Re: [External] Re: [PATCH v13 05/12] mm: hugetlb: allocate the vmemmap pages associated with each HugeTLB page

From: Oscar Salvador
Date: Tue Jan 26 2021 - 12:38:47 EST


On Mon, Jan 25, 2021 at 03:25:35PM -0800, Mike Kravetz wrote:
> IIUC, even non-gigantic hugetlb pages can exist in CMA. They can be migrated
> out of CMA if needed (except free pages in the pool, but that is a separate
> issue David H already noted in another thread).

Yeah, as discussed I am taking a look at that.

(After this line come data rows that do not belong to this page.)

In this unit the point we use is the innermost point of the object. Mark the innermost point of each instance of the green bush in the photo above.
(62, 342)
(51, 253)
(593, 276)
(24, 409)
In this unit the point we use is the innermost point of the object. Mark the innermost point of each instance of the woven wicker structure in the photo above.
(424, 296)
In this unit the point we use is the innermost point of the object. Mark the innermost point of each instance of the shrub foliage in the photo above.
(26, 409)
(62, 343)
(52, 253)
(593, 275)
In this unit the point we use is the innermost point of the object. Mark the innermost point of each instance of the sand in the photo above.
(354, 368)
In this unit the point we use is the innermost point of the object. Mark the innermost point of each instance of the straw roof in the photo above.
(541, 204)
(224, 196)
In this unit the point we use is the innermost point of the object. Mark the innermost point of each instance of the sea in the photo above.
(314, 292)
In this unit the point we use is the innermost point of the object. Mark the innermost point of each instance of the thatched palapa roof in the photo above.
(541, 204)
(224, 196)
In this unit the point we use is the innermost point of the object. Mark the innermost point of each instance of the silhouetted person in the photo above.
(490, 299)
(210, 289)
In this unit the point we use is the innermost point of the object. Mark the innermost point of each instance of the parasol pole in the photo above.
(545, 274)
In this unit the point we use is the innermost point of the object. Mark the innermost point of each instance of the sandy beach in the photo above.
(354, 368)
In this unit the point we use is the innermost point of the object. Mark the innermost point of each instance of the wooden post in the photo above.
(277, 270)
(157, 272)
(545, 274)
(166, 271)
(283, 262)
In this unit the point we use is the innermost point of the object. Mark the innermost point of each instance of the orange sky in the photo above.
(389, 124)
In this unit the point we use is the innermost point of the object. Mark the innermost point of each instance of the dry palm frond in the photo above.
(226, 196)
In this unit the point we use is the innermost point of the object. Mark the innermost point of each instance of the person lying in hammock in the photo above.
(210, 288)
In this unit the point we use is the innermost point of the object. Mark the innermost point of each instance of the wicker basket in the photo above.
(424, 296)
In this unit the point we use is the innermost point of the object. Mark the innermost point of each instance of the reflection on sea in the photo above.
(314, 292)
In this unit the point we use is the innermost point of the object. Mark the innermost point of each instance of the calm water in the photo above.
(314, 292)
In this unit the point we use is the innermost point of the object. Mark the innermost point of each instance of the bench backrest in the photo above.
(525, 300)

> When we first started discussing this patch set, one suggestion was to force
> hugetlb pool pages to be allocated at boot time and never permit them to be
> freed back to the buddy allocator. A primary reason for the suggestion was
> to avoid this issue of needing to allocate memory when freeing a hugetlb page
> to buddy. IMO, that would be an unreasonable restriction for many existing
> hugetlb use cases.

AFAIK it was suggested as a way to simplify things in the first go of this
patchset.
Please note that the first versions of this patchset was dealing with PMD
mapped vmemmap pages and overall it was quite convulated for a first
version.
Since then, things had simplified quite a lot (e.g: we went from 22 patches to 12),
so I do not feel the need to force the pages to be allocated at boot time.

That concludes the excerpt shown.